The raids took place in the poor Johannesburg township of Alexandra, with a helicopter circling a vast hostel, home to as many as 1,000 men, and shining a spotlight through the grimy windows. Outside, troops surrounded the crumbling building, waiting to catch anybody who chanced an escape. A bomb disposal squad was on hand, just in case.

Man waits for armed police to search his room

However, inside the hostel it was unclear how exactly the raid would help victims of xenophobia. The grand tally achieved by the city’s best and brightest? One machete, found stuffed down the side of a bed in an empty room, with no sign of who had hidden it. One gun, which turned out to have been properly licensed. Two crates of beer, which were confiscated, and the man caught selling them the only person arrested on the night.

“This is my tuck shop. It’s too much,” said Ephraim Ngcam, who has sold groceries to the hostel’s residents for six years. He watched glumly as stern policemen carted off his beer to the station. “I thought the government came here to look for weapons — I don’t know about liquor. Their job is to fight against criminals. Drinking is not a crime.”

machete

Xenophobia in the post-apartheid “rainbow nation” surprises no one any more. There have been several outbreaks since democracy dawned in 1994; the worst in May 2008, when 62 foreigners were killed in Johannesburg.

Alexandra’s hostel is known to welcome Zulus, the largest ethnic group in South Africa, and the one to which President Zuma belongs.

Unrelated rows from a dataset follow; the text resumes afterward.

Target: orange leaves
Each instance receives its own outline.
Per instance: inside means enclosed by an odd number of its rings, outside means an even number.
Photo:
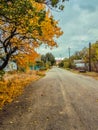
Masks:
[[[50,16],[49,11],[46,14],[45,20],[41,23],[42,27],[42,37],[41,40],[47,43],[49,46],[56,46],[54,38],[58,38],[63,34],[61,29],[57,26],[58,21],[53,19],[53,16]]]
[[[26,51],[27,50],[27,51]],[[29,66],[29,63],[35,62],[35,59],[39,56],[36,51],[30,47],[24,48],[24,52],[19,52],[18,55],[14,56],[14,59],[16,60],[18,66],[26,67]]]
[[[39,76],[33,71],[25,74],[7,74],[5,81],[0,81],[0,109],[6,104],[13,101],[20,95],[26,85],[35,81]]]

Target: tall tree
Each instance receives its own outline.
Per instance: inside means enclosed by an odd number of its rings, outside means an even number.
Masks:
[[[6,67],[11,58],[16,58],[23,63],[26,59],[33,60],[37,56],[36,47],[42,43],[57,46],[54,37],[60,35],[62,31],[50,12],[46,12],[45,5],[33,0],[7,2],[2,0],[0,3],[0,70]]]
[[[46,53],[46,55],[42,55],[41,60],[45,63],[50,62],[51,65],[54,65],[55,63],[55,57],[52,53]]]

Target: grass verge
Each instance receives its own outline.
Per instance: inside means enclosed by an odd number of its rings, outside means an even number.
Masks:
[[[84,72],[79,72],[78,70],[70,70],[70,71],[73,72],[73,73],[82,74],[82,75],[85,75],[85,76],[90,76],[90,77],[93,77],[96,80],[98,80],[98,73],[97,72],[88,72],[88,71],[86,71],[84,73]]]

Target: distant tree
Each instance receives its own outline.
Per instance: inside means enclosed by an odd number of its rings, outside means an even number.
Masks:
[[[64,68],[64,61],[61,61],[59,64],[58,64],[59,67],[63,67]]]
[[[41,60],[44,63],[49,63],[49,65],[53,66],[55,64],[55,57],[52,53],[46,53],[46,55],[41,56]]]
[[[46,63],[46,56],[45,55],[41,55],[41,60]]]
[[[98,72],[98,41],[91,45],[91,66],[92,70]]]
[[[55,57],[54,57],[54,55],[52,53],[47,53],[46,54],[46,62],[50,62],[52,66],[54,65],[54,63],[56,61],[55,61]]]

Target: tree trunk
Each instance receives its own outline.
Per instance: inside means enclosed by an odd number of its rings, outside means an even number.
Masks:
[[[5,60],[5,61],[2,63],[2,65],[0,66],[0,70],[3,70],[3,69],[7,66],[9,59],[10,59],[10,56],[7,55],[7,56],[6,56],[6,60]]]

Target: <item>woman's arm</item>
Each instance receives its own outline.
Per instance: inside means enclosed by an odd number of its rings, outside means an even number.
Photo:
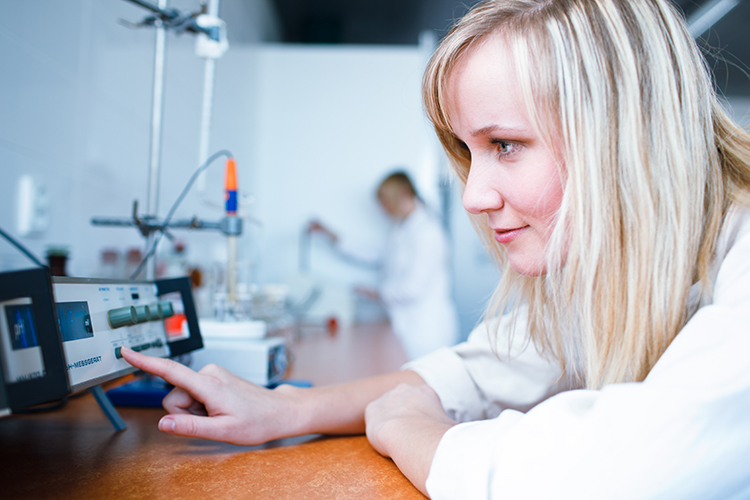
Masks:
[[[426,384],[401,384],[367,405],[367,439],[422,493],[438,443],[457,422]]]
[[[175,386],[164,398],[169,414],[159,422],[160,430],[239,445],[312,433],[363,433],[370,402],[399,384],[424,384],[416,373],[400,371],[330,387],[281,385],[271,390],[215,365],[195,372],[127,348],[122,355],[131,365]]]

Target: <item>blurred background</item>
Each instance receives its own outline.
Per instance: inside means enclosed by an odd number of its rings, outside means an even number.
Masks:
[[[249,293],[293,296],[315,281],[334,291],[318,307],[345,321],[381,318],[376,305],[348,292],[354,284],[374,284],[376,274],[336,258],[304,228],[321,219],[347,237],[381,241],[388,220],[374,190],[401,168],[442,217],[462,334],[475,325],[499,275],[461,208],[420,101],[421,74],[435,44],[473,3],[216,3],[229,49],[216,59],[208,152],[226,148],[237,160],[245,218],[238,266]],[[750,123],[750,2],[676,3],[709,54],[727,106]],[[135,228],[94,226],[91,219],[127,218],[134,200],[145,213],[155,30],[132,24],[148,12],[126,0],[3,0],[1,6],[0,227],[37,255],[63,256],[69,275],[126,277],[142,257],[143,237]],[[201,3],[168,6],[194,12]],[[154,210],[161,217],[201,163],[204,72],[194,37],[168,32]],[[223,189],[217,162],[175,217],[218,220]],[[29,210],[31,222],[24,219]],[[210,295],[226,264],[225,238],[194,230],[172,236],[159,247],[157,273],[193,273]],[[29,266],[0,242],[0,271]]]

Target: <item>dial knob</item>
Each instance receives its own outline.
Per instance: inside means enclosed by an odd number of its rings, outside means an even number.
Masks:
[[[151,309],[149,306],[135,306],[137,316],[136,323],[148,323],[151,321]]]
[[[132,326],[138,323],[138,315],[133,306],[112,309],[107,313],[107,319],[109,320],[109,326],[111,326],[113,330],[115,328]]]
[[[164,300],[159,302],[159,305],[161,306],[161,313],[164,319],[174,316],[174,307],[172,307],[171,302]]]

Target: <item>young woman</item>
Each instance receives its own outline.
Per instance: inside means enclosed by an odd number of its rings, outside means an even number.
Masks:
[[[381,248],[341,240],[320,222],[309,230],[328,237],[340,256],[379,271],[378,288],[355,291],[380,300],[408,359],[455,345],[458,317],[451,297],[448,237],[417,195],[409,176],[389,174],[377,189],[391,228]]]
[[[487,321],[309,390],[123,350],[179,387],[160,428],[366,431],[432,498],[750,498],[750,136],[671,4],[484,2],[424,97],[504,268]]]

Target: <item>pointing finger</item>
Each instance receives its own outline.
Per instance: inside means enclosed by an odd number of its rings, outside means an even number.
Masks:
[[[161,377],[176,387],[185,389],[201,401],[205,400],[207,394],[205,387],[201,384],[200,375],[187,366],[171,359],[146,356],[128,347],[123,347],[120,353],[125,361],[136,368]]]

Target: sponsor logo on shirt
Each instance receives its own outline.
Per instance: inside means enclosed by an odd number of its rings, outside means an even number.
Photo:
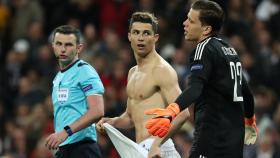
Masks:
[[[89,84],[89,85],[87,85],[83,88],[83,91],[86,92],[86,91],[91,90],[91,89],[92,89],[92,85]]]
[[[69,90],[68,88],[60,88],[57,92],[57,99],[60,103],[64,103],[68,100]]]
[[[195,64],[191,67],[191,71],[193,70],[201,70],[203,68],[202,64]]]

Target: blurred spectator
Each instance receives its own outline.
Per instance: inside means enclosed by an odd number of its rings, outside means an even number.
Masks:
[[[43,101],[45,94],[36,86],[32,86],[32,82],[27,77],[21,77],[19,80],[19,93],[15,98],[15,103],[27,103],[32,106]]]
[[[62,14],[64,17],[61,18],[66,18],[66,20],[78,19],[80,23],[78,28],[81,30],[89,23],[95,26],[99,25],[98,16],[100,11],[95,0],[70,0],[69,5],[66,5],[65,12],[67,14]]]
[[[33,21],[29,24],[26,40],[30,45],[29,60],[34,63],[38,58],[38,51],[40,47],[46,43],[43,23],[41,21]]]
[[[32,111],[30,111],[29,122],[26,129],[26,133],[27,133],[26,139],[28,141],[27,144],[28,155],[30,155],[33,149],[36,148],[37,141],[38,140],[40,141],[42,136],[46,136],[48,134],[48,133],[44,133],[48,125],[47,116],[48,113],[45,112],[44,105],[42,104],[36,104],[32,108]],[[40,147],[40,144],[37,144],[37,148],[38,147]],[[44,148],[47,149],[46,147]]]
[[[111,28],[116,31],[120,38],[126,38],[128,18],[132,13],[131,1],[102,0],[98,1],[98,3],[100,7],[99,22],[102,37],[104,36],[104,33],[106,34],[107,28]]]
[[[277,1],[278,0],[262,0],[256,9],[256,17],[261,21],[268,21],[270,17],[280,9],[277,5]]]
[[[246,47],[255,52],[255,41],[251,30],[254,13],[249,0],[230,0],[228,15],[225,20],[224,33],[226,36],[240,35]]]
[[[10,20],[10,10],[8,6],[0,0],[0,39],[4,36],[5,31],[8,29]]]
[[[255,89],[255,113],[259,119],[268,115],[272,118],[273,112],[277,106],[276,94],[267,87],[258,87]]]
[[[130,47],[123,46],[117,53],[118,59],[124,63],[126,69],[136,64],[135,58]]]
[[[278,103],[275,113],[273,115],[273,120],[275,123],[275,127],[277,128],[277,131],[278,131],[278,135],[279,135],[278,143],[280,145],[280,102]]]
[[[105,59],[105,55],[97,55],[93,57],[90,63],[95,67],[96,71],[98,72],[104,87],[106,88],[110,86],[111,80],[109,79],[109,70],[108,64]]]
[[[36,143],[30,158],[52,158],[53,153],[45,146],[45,137],[42,137]]]
[[[91,58],[95,56],[101,49],[100,39],[98,39],[98,34],[96,26],[93,24],[87,24],[84,28],[84,47],[81,53],[81,58],[85,61],[90,62]]]
[[[280,95],[280,39],[274,40],[272,42],[272,55],[271,55],[271,65],[270,75],[267,78],[268,86],[271,87],[274,91]]]
[[[29,114],[30,114],[31,107],[30,105],[20,102],[15,107],[15,122],[19,125],[23,130],[28,129],[29,125]]]
[[[27,153],[24,130],[10,120],[5,123],[5,132],[4,155],[8,154],[17,158],[25,158]]]
[[[280,157],[279,146],[275,146],[273,133],[275,129],[268,128],[262,137],[259,137],[256,155],[253,158],[278,158]],[[276,148],[278,147],[278,148]]]
[[[58,64],[55,61],[55,56],[51,51],[49,44],[45,43],[40,45],[37,50],[37,57],[34,61],[34,67],[30,68],[31,71],[35,72],[39,79],[39,85],[41,90],[48,92],[49,89],[44,87],[50,86],[52,84],[52,79],[55,77],[56,72],[58,71]]]
[[[5,108],[3,101],[0,100],[0,155],[4,154],[4,143],[5,143],[5,122],[6,122],[6,115],[5,115]]]
[[[26,37],[30,24],[44,20],[42,6],[37,0],[12,0],[12,40]]]
[[[274,39],[279,40],[280,39],[280,33],[278,28],[280,27],[280,1],[279,0],[273,0],[275,7],[278,8],[278,11],[271,15],[271,17],[268,20],[268,30],[270,31],[271,36]]]
[[[190,70],[187,68],[187,54],[182,49],[177,49],[172,58],[172,67],[178,75],[180,87],[185,87],[185,78],[189,75]]]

It houses many supporters of the Inkatha Freedom Party which, not too many years ago, was locked in deadly combat with the ruling ANC. It was Goodwill Zwelithini, the Zulu king, who called foreigners “lice” and told them to leave the country — triggering the latest attacks. It is not surprising, then, that the police should go after his followers.

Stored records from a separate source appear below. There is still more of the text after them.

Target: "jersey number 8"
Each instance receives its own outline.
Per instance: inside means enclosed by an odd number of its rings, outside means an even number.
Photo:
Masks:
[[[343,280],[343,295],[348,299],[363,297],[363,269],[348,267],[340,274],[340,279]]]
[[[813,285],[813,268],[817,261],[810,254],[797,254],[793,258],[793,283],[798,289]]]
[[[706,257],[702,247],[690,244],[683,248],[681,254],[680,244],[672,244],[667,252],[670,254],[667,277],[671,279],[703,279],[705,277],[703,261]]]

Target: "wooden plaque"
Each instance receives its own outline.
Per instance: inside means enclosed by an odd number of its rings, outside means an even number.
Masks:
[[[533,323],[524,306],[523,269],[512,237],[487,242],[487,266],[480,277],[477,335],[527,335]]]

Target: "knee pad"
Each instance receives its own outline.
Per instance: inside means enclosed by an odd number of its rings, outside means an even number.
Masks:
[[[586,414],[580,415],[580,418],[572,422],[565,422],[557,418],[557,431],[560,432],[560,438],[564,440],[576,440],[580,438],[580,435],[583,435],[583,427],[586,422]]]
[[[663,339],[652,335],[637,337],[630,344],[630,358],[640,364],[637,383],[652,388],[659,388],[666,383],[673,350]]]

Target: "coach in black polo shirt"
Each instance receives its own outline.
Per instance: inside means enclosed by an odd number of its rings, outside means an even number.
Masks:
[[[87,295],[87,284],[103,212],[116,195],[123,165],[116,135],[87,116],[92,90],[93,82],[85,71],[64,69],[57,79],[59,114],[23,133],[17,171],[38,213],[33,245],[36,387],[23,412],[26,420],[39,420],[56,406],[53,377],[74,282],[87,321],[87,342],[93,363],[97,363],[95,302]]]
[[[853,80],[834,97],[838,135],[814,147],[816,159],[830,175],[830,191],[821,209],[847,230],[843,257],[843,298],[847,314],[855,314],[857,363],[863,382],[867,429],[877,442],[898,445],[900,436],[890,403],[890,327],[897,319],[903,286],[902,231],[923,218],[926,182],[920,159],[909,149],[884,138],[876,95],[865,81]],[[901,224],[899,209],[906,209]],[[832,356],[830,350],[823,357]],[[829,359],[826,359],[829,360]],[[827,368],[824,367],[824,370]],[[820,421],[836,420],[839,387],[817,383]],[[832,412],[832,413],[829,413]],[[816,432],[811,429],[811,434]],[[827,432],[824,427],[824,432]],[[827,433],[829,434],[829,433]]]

The enormous hostel is also known as a place to disappear in. “If the police are chasing you, that’s where you run,” one Alexandra resident said. Under normal circumstances, the police would be too scared to venture in. On the night of the raid, however, they were made comfortable by the presence of the army.

child

Cleaning up in the aftermath of the raid, the hostel-dwellers seethed at the police and the government, who they said were scapegoating them.

“I’m not okay. They messed up my place,” Peacewell Ndlovu said, surveying the damage. “I must do the cleaning, I must mop everything. And I have to get up at six in the morning tomorrow.

“The way they were kicking at the door — it’s not good to wake up like that. I’m angry about that. We, the people who are staying here, are not the people who are starting most of the crime. The people in here are not the ones doing the xenophobic violence.”